Wednesday, July 07, 2010

Drowning in Data

At a CCC Council meeting last week, a common theme emerged. The Army is "swimming with sensors and drowning in data". Biologists are considering trashing some of the DNA sequences they have already acquired because it will likely be cheaper to resequence in the future maintain the current data. We've been collecting tons of information, what should we do with it and if we don't have the tools yet to deal with all this data, should we bother keep it?

This reminds me of one of my favorite homework problems in complexity: Given two log-space computable functions f and g (the read-only input tape and write-only output tape don't count for space), show that the composition f(g(x)) is also log-space computable. The direct approach doesn't work for you don't have the space to store g(x).

The solution is to recompute the bits of g(x) as you need them. The lesson: When storage is expensive, it is cheaper to recompute what you've already computed. And that's the world we now live in: Storage is pretty cheap but data acquisition and computation are even cheaper.

So who says complexity has nothing to say about the real world?


  1. I'm interested in learning more about the specific examples you gave about the army's sensors and biologists' DNA data... any chance you know a reference for either of these?


  2. I've been experiencing the opposite: storage is cheap, but computation is expensive. When you are dealing with massive data, the size of the data set is very often determined by the amount of computing power available for a certain price.

    With such data, a linear-time algorithm takes O(1) seconds to finish, while a quadratic-time algorithm requires O(n) seconds. But as computing power increases exponentially over time, the quadratic algorithm gets exponentially slower.
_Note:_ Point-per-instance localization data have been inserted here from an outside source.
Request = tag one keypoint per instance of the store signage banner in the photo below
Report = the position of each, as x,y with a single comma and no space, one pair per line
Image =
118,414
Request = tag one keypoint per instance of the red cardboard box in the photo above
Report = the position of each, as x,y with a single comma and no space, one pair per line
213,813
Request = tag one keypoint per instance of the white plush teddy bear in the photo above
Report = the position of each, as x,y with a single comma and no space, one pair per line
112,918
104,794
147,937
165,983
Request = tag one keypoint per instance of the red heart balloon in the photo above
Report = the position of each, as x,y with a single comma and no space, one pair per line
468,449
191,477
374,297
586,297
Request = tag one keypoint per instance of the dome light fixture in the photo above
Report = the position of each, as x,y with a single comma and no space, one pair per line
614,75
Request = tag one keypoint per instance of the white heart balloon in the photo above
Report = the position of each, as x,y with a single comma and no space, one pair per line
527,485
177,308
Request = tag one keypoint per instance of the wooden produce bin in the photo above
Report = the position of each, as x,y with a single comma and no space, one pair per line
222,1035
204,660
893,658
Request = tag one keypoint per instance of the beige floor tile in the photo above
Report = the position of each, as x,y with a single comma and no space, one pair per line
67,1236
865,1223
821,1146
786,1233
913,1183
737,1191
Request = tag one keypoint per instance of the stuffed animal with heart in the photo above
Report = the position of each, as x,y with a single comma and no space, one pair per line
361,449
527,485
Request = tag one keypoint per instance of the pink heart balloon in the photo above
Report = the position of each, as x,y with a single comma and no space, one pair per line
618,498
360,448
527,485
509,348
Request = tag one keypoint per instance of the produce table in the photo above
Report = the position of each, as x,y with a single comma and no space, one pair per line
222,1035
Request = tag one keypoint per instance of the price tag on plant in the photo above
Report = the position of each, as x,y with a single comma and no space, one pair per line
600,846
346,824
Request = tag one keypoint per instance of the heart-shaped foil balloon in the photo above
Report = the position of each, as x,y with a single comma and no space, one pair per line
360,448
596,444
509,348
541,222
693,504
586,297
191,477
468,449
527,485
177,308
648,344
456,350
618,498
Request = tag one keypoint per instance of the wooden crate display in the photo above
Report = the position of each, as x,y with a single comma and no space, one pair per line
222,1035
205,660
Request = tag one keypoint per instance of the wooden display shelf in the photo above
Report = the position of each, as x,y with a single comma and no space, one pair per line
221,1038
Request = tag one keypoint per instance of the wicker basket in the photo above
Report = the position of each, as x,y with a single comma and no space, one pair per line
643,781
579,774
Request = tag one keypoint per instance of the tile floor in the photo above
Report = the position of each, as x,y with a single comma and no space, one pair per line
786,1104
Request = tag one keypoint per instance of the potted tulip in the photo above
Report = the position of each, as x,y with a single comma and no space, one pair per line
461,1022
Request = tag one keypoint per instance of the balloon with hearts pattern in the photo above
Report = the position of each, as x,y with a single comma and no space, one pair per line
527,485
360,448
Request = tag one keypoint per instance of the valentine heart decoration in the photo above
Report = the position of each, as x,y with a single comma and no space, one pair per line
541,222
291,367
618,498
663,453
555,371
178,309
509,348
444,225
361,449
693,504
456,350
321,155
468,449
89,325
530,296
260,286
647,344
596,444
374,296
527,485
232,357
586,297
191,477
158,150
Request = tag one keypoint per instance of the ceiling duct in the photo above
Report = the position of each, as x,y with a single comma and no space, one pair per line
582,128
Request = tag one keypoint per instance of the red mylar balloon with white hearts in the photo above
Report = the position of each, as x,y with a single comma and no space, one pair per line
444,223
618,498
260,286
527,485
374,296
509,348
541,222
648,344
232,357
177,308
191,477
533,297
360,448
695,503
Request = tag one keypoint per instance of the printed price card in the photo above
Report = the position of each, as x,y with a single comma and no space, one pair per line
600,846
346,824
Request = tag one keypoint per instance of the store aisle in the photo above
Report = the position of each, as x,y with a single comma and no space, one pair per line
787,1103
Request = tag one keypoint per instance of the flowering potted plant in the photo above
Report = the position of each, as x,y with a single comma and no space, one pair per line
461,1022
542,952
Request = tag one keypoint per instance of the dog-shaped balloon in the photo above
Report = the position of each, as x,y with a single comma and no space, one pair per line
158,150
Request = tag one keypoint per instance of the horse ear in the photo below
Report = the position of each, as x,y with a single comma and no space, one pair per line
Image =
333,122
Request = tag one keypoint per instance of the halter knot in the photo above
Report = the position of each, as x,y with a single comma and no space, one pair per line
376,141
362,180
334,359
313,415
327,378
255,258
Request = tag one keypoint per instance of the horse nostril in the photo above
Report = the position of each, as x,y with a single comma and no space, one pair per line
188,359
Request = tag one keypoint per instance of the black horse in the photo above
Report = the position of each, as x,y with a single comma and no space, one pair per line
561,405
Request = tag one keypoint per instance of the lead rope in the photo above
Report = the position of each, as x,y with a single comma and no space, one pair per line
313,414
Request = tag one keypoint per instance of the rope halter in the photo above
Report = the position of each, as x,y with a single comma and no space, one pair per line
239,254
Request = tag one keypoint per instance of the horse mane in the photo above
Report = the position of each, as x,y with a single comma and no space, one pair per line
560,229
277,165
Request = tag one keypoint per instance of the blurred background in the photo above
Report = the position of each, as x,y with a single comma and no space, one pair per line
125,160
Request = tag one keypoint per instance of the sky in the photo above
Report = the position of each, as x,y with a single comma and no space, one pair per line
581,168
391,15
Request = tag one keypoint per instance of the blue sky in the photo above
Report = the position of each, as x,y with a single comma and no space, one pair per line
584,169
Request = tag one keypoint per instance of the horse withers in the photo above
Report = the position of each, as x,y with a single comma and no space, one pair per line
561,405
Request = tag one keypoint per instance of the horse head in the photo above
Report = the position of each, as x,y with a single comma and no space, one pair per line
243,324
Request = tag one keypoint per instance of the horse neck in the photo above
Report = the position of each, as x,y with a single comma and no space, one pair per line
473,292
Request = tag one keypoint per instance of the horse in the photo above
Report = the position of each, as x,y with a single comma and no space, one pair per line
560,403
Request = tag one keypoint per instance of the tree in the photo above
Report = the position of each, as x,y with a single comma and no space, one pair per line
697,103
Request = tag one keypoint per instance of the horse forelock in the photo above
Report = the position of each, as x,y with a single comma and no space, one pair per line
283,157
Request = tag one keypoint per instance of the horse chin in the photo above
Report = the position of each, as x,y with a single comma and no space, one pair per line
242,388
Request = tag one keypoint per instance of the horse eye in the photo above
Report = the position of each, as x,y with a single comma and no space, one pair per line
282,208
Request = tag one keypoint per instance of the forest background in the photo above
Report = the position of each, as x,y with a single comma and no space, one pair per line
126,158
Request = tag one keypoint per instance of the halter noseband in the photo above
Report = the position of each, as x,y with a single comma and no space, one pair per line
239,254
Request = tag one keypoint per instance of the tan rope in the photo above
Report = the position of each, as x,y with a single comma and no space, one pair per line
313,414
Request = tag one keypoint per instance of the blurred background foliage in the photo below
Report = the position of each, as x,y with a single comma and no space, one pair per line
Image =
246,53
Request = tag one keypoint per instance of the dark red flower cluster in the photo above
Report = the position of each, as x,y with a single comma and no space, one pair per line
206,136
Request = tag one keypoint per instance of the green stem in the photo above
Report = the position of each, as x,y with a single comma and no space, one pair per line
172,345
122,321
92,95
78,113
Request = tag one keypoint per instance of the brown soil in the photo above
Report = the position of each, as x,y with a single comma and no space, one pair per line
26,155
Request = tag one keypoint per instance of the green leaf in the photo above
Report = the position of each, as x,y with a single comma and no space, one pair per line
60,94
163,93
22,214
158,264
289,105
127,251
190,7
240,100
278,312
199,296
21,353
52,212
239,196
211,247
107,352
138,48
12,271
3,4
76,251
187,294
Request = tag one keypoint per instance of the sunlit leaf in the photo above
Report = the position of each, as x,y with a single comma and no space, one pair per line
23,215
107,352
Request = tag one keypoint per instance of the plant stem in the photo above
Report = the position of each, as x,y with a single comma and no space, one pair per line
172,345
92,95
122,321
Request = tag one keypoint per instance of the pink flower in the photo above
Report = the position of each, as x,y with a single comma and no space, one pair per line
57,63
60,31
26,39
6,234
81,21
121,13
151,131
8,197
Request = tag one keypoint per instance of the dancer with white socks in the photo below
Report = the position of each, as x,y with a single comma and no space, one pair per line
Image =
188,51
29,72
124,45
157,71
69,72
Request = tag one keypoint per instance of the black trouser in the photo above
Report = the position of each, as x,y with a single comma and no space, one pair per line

    These days, a quadratic algorithm is no longer efficient in any practical sense in massive data applications. An n log n time algorithm still is, as its running time increases linearly by time, and because log n is a moderate-sized constant in practice.

  3. But beware: if you need to recompute in order to figure out what else you wanted to recompute, etc. you can can only do O(1) levels of recursion before you run out of space in your logspace world! :-)

  4. As far as I understand, you don't have the issue right. The problem is not the storage (which is indeed cheap), the problem is deciding what to do with all that data, both on the computer-level (how to analyze it all?) and the human level (what to do with all the analyses being done?). (This is in addition to the time necessary to analyze it all, as pointed out by Jouni.) So I don't see how logspace algorithms help here.

  5. Jonathan Katz' point is spot-on. A lexical search of the Army/Marine counterinsurgency manual (titled FM 3-24: Counterinsurgency) discovers:

    • "narrative": 35 usages
    • "victory": 26 usages
    • "compute": 6 usages

    Hmmm ... it appears that to be useful, military data *must* be embedded in a winning narrative. Conversely, modern military strategy is all about the construction of winning narratives.

    Obviously, constructing good narratives is NP-hard ... `cuz heck, can't mathematical proofs be regarded as a special class of narratives, having particularly rigid constraints, and in consequence an exceptionally compelling logic?

    The point is that narratives don't just happen, rather they are any culture's most prized and carefully elaborated constructs. Heck, haven't many Lance's and GASARCH's recent posts mainly been about narrative too?

    By the way, this post is not written tongue-in-cheek ... FM 3-24 is an exceedingly serious document that is well-worth careful study.

  6. -the military issues I've heard of are more about bandwidth coming out of conflict areas than storage/compute.

  7. There are scenarios where recomputing is preferable to leveraging a cache, but in most cases there are more moving parts (usually more software subsystems involved) and, thus, lower reliability. Unless I had to, I would not recompute.

  8. What is the size of the full checks game tree? Around 10^20 nodes? Is there a zettabyte of hard drive space on the planet?

  9. I'm running into a similar situation right now. Interesting thing is that if you say storage is cheap you have your original data, the data that gets loaded up and the data that get generated and you need to back all of that up. It's not necessarily the data storage itself that's expensive (it can be) it's shuffling it around to back it up that is.

    If conversely you say computation is cheap and you aim to keep your original data and reload. You cut a whole lot of complexity and redundant storage of the same byte.